実体験で言うと、「もう要らない」と思ったときに、いきなり解約に進むのは早すぎることが多いです。冷凍宅食は生活リズムや在宅時間によって必要度が大きく変わるので、まずは1〜2回スキップしてみて、本当に不要なら解約、というステップを踏んだほうが後悔が少ないと感じています。
5ブランドの解約・休止フロー早見表(2026年5月時点)
ラクメシで継続レビューしている主要5ブランドについて、現時点での出口まわりの仕様を整理します。最新の仕様は必ずマイページと公式サイトで再確認してください。
nosh(ナッシュ)
- 休止:マイページ→定期配送→「次回お届けスキップ」「お届け頻度の変更(1〜3週に1回)」
- 解約:マイページ→定期配送→「停止する」または「解約」(停止=休止に近い扱い、解約=完全終了)
- 締切:次回お届け日の数日前(曜日や地域で異なる)
- ポイント:解約後、所有ポイントは原則失効
- 違約金:基本的に発生しない(ただし累計購入数で割引が変動する仕組みがあるため、気になる人は規約参照)
三ツ星ファーム
- 休止:マイページ→定期コース→「お届け予定の変更」「次回スキップ」
- 解約:マイページ→定期コース→「定期コース解約」
- 締切:次回お届け予定日の数日前
- ポイント:購入時に発行されるポイントは解約で失効するケースがあるため、消化してから解約推奨
- 違約金:縛りはないが、初回限定割引のキャンペーン経由は条件がある場合あり
ワタミの宅食ダイレクト
- 休止:マイページ→定期注文→「お届けをスキップ」「定期コースの変更」
- 解約:マイページ→定期注文→「定期コースの解約」
- 締切:次回お届け予定日の前週中(曜日固定の地域あり)
- ポイント:WAONポイントなど提携先ポイントの取り扱いは公式参照
- 違約金:基本的に発生しない
シェフの無添つくりおき
- 休止:マイページ→定期便→「お届けスキップ」「お休み(◯週まで)」
- 解約:マイページ→定期便→「定期便を停止する」または問い合わせフォーム
- 締切:次回お届け予定日の数日前(地域によって異なる)
- ポイント:購入特典のポイントやクーポンは解約で失効しやすいので、使い切ってから解約が安全
- 違約金:基本的に発生しない
まごころケア食
- 休止:マイページ→定期購入→「次回お届けスキップ」「お届け間隔の変更」
- 解約:マイページ→定期購入→「定期コース解約」または電話・メール
- 締切:次回お届け予定日の1週間前など余裕を持った設定が多い
- ポイント:ポイント制度はシンプルで、付与から有効期限が長め
- 違約金:基本的に発生しない(高齢者向け配送のためサポート問い合わせが手厚い印象)

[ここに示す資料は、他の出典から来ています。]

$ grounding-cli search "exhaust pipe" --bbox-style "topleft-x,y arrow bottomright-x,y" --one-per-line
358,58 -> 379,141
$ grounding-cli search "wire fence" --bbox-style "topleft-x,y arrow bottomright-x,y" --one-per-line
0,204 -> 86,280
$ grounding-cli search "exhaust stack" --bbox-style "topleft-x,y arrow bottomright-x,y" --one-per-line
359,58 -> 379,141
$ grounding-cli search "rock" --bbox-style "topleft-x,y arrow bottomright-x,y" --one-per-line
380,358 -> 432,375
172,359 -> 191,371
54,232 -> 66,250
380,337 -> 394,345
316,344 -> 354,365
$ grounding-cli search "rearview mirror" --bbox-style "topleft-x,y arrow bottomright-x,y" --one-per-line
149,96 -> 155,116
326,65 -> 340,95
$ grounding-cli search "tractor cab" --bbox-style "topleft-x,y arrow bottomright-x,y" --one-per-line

5ブランドを並べてみると、操作の入り口は「マイページ→定期便管理→次回お届け関連」でほぼ共通していますが、締切日と、ポイント・クーポンの扱いで各社ごとに事情が変わります。ここをスルーしたまま解約すると損をしやすいポイントです。
よくあるトラブル5パターンと予防策
ここからは、ラクメシに届いた読者からの相談や、自分自身が過去にやらかした失敗を5つに分類して、予防策をセットで紹介します。
パターン1:解約したつもりが、次回も商品が届いた
一番多いのがこのパターンです。原因はだいたい3つに分かれます。
- 操作したのが「次回スキップ」止まりで、解約処理まで進めていなかった
- 解約画面でアンケート回答中に画面遷移して、最終確定ボタンを押せていなかった
- 解約締切日を過ぎていたため、次回1回分は確定発送扱いになっていた
予防策としては、解約処理が完了したあとに確認メールが届くかどうかを必ず見ておくこと。多くの冷凍宅食サービスは「解約手続きを受け付けました」というメールを自動送信してくれます。これが届いていない場合は、まだ完了していない可能性が高いので、マイページの定期便ステータスを再確認します。

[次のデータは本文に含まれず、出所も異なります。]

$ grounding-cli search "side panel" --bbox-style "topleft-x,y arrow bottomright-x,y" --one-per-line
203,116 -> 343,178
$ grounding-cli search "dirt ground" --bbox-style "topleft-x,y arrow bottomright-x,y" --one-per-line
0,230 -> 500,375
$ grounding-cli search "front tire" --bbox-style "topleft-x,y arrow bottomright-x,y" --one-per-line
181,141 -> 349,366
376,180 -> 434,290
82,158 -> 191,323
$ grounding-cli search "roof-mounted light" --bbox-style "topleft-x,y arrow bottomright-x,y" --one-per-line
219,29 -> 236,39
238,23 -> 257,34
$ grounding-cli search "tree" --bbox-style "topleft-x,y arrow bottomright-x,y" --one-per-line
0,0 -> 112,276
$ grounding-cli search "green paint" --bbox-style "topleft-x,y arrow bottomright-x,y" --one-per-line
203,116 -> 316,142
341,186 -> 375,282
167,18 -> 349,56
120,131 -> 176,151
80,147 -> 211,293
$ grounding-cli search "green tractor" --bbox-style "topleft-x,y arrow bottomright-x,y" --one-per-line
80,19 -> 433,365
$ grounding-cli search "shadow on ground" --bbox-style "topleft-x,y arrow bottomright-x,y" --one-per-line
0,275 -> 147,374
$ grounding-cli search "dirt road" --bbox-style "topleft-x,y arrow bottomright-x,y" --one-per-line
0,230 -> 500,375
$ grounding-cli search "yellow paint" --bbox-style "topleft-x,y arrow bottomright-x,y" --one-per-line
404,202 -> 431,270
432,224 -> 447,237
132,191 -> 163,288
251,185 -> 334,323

また、解約締切は「次回お届け日の何日前」で設定されているので、辞めると決めたらすぐに動くのが鉄則です。「来週やればいい」と思っていると、その来週には次回分が確定してしまっていることが本当に多いです。
パターン2:休止したつもりが、再開設定を忘れていた
休止は便利ですが、「いつから再開するか」をどう設定したかを覚えていないと、半年後に突然届いて驚くことがあります。
予防策は2つあります。一つ目は、休止画面で「次回お届け予定日」または「再開予定日」が表示されたタイミングでスクリーンショットを撮ること。二つ目は、自分のスマホカレンダーに再開予定日の3日前にリマインダーを入れておくこと。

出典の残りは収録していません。